To add a new driver now, all you do is run drvinst, specifying the class of drivers you want to install, the source, and the destination Windows PE install. To add all network drivers from any Windows CD that have not been included yet, run:
drvinst.exe /OSCD:D: /onlyclass:NET C:\staging
Adding the operator /q to this command will cause it to run without asking for any verification. Only network drivers (they have class=Net in their .inf files; most also have names that begin with "net*" but you can't count on that) are installed post-boot for Windows PE. If you want to add any other driver types, you can use drvinst to add them to your Windows PE image, but you'll also have to add the /PNP command when building Windows PE, or Windows PE won't initialize them.
Alas, mass-storage controllers aren't so easy. You either need to press F6 very early as Windows PE boots and specify a floppy disk that contains a txtsetup.oem file and the driver to use or use the following steps (specific to the Windows PE install we've been building) to add the driver. (Note that you can't use a USB Flash Drive or any other kind of media here.)
- Create a directory called Driver1 under C:\Staging\I386\System32.
- Copy the entire contents of the floppy disk/image provided by your vendor to the Driver1 directory. This is the best way to ensure you don't omit any DLL or other files required by the driver in order for it to load.
- Using Notepad, open C:\Staging\I386\system32\winpeoem.sif.
- Remove all semicolons from the [OEMDriverParams] section (three lines total).
- Add Driver1 to the OEMDriverDirs line. Do not include quotes, and if you need to repeat the first step for multiple drivers, add them here as well, separated by commas.
Note that you may have to edit the vendor's txtsetup.oem file to ensure the device you are trying to load is the one specified in the [Defaults] section of txtsetup.oem. Only one default can be specified.
In my next article I'll take a look at two of Windows PE's boot options: RAMDisk boot and USB Flash Drive boot. I'll discuss their benefits and limitations and also see how they can help us build a more powerful deployment solution.
Windows PE Releases
Here are the five releases of Windows PE, along with the name used to refer to each and its new features.
- Windows XP RTM (Windows PE).

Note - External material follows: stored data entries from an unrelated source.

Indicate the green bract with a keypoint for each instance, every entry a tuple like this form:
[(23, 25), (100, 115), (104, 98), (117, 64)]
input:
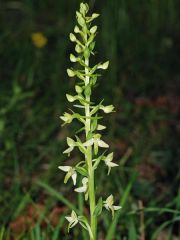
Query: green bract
[(89, 117)]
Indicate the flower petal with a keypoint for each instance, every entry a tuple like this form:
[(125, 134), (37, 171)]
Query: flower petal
[(117, 207), (81, 189), (65, 168), (68, 150), (74, 177), (102, 144), (88, 143)]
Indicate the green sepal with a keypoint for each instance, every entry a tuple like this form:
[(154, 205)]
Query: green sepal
[(86, 53), (80, 145), (91, 46), (97, 161), (94, 125), (96, 108), (80, 130), (96, 148), (82, 171), (80, 19), (98, 208), (87, 90), (67, 176), (84, 223)]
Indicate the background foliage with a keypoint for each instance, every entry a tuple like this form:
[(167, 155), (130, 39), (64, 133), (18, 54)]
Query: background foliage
[(141, 40)]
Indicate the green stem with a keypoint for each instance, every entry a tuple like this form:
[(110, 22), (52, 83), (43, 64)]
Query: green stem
[(91, 190)]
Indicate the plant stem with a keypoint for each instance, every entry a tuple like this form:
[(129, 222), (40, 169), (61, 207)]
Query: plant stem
[(91, 190)]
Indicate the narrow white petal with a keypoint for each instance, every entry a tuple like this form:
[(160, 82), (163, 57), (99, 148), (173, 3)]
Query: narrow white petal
[(68, 150), (64, 168), (88, 143), (111, 164), (73, 223), (69, 219), (117, 207), (100, 127), (81, 189), (106, 206), (84, 181), (102, 144), (74, 177)]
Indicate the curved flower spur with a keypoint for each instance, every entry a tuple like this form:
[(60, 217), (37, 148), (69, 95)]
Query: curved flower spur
[(87, 76)]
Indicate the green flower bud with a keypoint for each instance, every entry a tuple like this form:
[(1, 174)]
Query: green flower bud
[(73, 58), (107, 109), (95, 15), (70, 98), (72, 37), (104, 65), (86, 53), (76, 29), (67, 118), (93, 29), (80, 19), (84, 8), (70, 73), (78, 49), (78, 89)]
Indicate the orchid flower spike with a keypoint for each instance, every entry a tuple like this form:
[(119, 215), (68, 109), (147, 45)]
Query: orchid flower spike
[(84, 188), (108, 204), (71, 143), (73, 219), (67, 117), (96, 140), (71, 173), (108, 161)]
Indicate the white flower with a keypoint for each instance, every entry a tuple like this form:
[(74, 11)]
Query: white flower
[(70, 98), (71, 143), (107, 109), (108, 204), (84, 188), (108, 161), (71, 173), (73, 219), (67, 117), (104, 65), (70, 73), (100, 127), (73, 58), (97, 143), (72, 37)]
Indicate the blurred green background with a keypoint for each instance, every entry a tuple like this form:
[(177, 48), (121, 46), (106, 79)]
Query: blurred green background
[(141, 40)]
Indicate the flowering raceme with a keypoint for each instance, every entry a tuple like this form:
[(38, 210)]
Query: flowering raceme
[(89, 117)]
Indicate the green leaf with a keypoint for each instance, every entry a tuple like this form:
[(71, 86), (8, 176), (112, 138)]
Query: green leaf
[(87, 90), (98, 208), (82, 171), (94, 125)]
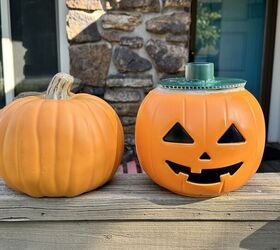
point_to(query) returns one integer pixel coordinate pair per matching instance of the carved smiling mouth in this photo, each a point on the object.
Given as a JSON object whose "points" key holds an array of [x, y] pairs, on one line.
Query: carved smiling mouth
{"points": [[207, 176]]}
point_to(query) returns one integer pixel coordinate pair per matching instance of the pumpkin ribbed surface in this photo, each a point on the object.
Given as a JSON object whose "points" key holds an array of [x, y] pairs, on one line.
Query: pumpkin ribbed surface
{"points": [[59, 147]]}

This version included PXE boot, CD boot, and a complicated boot from hard drive method that used the Windows Recovery Console as a bootstrap. You could build it from Windows XP Professional RTM media.

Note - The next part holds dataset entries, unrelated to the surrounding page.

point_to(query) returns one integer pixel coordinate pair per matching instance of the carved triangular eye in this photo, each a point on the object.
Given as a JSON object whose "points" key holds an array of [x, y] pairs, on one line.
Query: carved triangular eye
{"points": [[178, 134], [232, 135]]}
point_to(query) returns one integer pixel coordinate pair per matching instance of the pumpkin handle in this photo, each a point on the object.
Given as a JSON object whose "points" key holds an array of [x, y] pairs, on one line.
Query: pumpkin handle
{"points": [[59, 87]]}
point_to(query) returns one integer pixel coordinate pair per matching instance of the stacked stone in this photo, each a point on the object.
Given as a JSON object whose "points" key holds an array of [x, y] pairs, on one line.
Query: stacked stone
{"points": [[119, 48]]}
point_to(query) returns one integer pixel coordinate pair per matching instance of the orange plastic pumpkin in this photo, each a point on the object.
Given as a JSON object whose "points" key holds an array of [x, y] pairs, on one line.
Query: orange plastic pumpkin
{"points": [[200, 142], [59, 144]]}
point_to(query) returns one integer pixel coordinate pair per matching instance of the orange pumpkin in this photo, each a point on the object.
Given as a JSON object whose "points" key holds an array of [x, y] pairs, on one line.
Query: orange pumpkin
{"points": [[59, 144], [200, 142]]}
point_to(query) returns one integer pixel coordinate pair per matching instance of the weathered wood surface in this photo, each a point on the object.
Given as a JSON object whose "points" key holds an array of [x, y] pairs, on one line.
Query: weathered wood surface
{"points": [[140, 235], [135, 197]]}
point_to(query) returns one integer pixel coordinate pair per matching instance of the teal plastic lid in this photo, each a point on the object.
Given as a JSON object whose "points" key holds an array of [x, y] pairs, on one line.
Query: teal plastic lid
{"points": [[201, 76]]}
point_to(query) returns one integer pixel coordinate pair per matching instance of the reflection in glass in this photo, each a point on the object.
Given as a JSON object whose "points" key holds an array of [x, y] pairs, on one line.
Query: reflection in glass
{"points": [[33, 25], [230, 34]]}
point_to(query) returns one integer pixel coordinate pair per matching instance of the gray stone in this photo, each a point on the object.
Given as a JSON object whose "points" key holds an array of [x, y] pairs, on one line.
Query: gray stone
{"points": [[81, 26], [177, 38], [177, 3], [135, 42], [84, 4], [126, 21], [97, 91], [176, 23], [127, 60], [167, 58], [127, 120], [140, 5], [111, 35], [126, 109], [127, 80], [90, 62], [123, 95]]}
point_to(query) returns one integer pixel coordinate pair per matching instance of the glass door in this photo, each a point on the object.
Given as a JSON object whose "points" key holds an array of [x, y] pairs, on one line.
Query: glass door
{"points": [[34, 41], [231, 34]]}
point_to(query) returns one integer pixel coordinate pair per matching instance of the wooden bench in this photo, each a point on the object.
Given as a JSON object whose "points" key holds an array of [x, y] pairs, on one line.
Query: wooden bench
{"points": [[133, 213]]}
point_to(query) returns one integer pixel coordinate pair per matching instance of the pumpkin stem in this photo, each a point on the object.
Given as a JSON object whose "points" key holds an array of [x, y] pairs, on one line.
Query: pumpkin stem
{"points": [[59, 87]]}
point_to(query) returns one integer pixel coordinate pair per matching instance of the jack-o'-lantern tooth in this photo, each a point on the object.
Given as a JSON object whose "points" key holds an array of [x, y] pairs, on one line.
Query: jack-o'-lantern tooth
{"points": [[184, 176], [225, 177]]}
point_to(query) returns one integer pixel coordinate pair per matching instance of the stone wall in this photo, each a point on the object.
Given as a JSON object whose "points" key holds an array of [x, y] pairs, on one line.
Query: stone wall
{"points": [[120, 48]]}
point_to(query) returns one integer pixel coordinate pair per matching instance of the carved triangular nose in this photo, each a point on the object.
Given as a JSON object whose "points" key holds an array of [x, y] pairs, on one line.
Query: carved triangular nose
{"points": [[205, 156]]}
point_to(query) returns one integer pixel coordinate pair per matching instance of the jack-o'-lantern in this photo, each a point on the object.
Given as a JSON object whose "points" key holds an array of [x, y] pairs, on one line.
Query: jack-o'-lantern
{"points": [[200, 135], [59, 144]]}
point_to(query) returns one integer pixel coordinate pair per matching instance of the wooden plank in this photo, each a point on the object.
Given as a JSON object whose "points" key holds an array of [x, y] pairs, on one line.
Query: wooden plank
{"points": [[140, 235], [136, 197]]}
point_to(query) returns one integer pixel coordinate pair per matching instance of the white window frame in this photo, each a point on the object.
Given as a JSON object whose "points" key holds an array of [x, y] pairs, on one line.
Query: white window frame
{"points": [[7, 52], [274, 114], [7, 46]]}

- Windows XP SP1 (Windows PE 1.1). It supported standalone Distributed File System (DFS) roots, improved boot from hard drive technique. You could build from Windows XP SP1 media.
- Windows Server 2003 RTM (Windows PE 1.2). This version could build from Windows XP SP1 or Windows Server 2003 (Standard or Enterprise Editions) media.
- Windows XP SP2 (Windows PE 2004/Windows PE 1.5). This version had support for WMI, the ability to add additional classes of drivers, the ability to cause plug and play rescan after boot, and the Windows Firewall. It could build from Windows XP SP2 or Windows Server 2003 media.
- Windows Server 2003 SP1 (Windows PE 2005/Windows PE 1.6). RAMDisk boot capability, USB Flash Drive boot capability, WMI, Drivers, PnP, Windows Firewall. It could build from Windows XP SP2 or Windows Server 2003 SP1 media (RAMDisk and UFD only supported with Windows Server 2003 SP1 Windows PE).